“Life is what happens when you are making other plans.” That is what an elderly lady used to tell me about 20 years ago when we were raising 3 young kids. Back then, I dismissed it as a cute saying. Little did I realize then just how true the saying was. I’ve thought about those words many times and have even shared them with others. When you are young and your kids are young, you think life will turn out pretty much as expected, so when upsets and surprises happen, it can throw the train off the track, so to speak. It jolts you and is confusing. This is not what you had planned! What are you supposed to do now? Well, one thing I’ve learned, is that life is unpredictable and full of surprises.

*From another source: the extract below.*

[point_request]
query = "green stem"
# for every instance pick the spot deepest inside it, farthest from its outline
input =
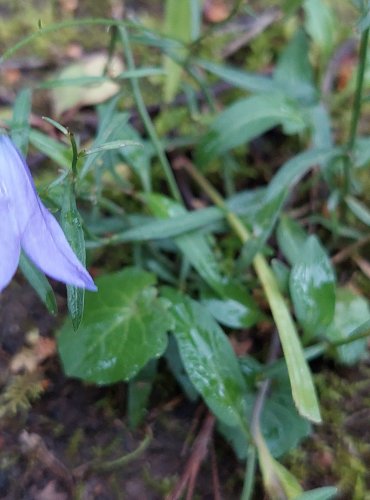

We weren’t put here to just live a preprogrammed status quo life. How would we learn anything? Honestly, when have you learned the most valuable lessons in life? Hasn’t it usually been during some of your most challenging times? We learn compassion when we are sick and to appreciate our health. We learn frugality and how to prioritize when times are lean. Although difficult at times, we learn so much when we have children; patience, maturity, unselfishness, unconditional love. We learn empathy when we experience death of a loved one. Through change and trials, we also learn to truly appreciate the good in our life and the calm times.
Some lessons are very hard. I always admired my husband’s parents’ relationship. They were very much in love and supportive of each other. My parent’s, although in love, were not demonstrative towards each other and so the first time I saw my in-laws cuddling, I felt like I should look away. I was seeing something I was not used to. They joked with each other and held hands and were affectionate. They enjoyed traveling together and we knew that when Dad retired, they would have many fun years traveling and enjoying snow birding. Mom was only in her 60’s when we started noticing changes in her behavior and her memory. Dad took care of mom and dealt with her Alzheimer’s for a long 15 years. It was a difficult, scary, emotional time and little by little mom left us until she wasn’t Mom anymore. We tried to help and my husband in particular, was a great support to Dad, but towards the end, Mom had to go to a care center. Dad would say, “This is not what we had planned.”
We remembered Mom’s sense of humor and her love of people. That nobody was a stranger and how much she loved her children and grandchildren. We also learned a lot through this. To be empathetic and sensitive to both Mom and Dad. How to treat Alzheimer patients and how to be grateful for every day together and every day with these healthy bodies and minds. Our children and grandkids learned how to continue to treat Nana and Papa with love and respect and not fear. They also learned how to treat people that might be a bit different. We often wondered why Nana remained for so many years, especially after she was not mentally here. I can only surmise, it was for us to learn and love more fully.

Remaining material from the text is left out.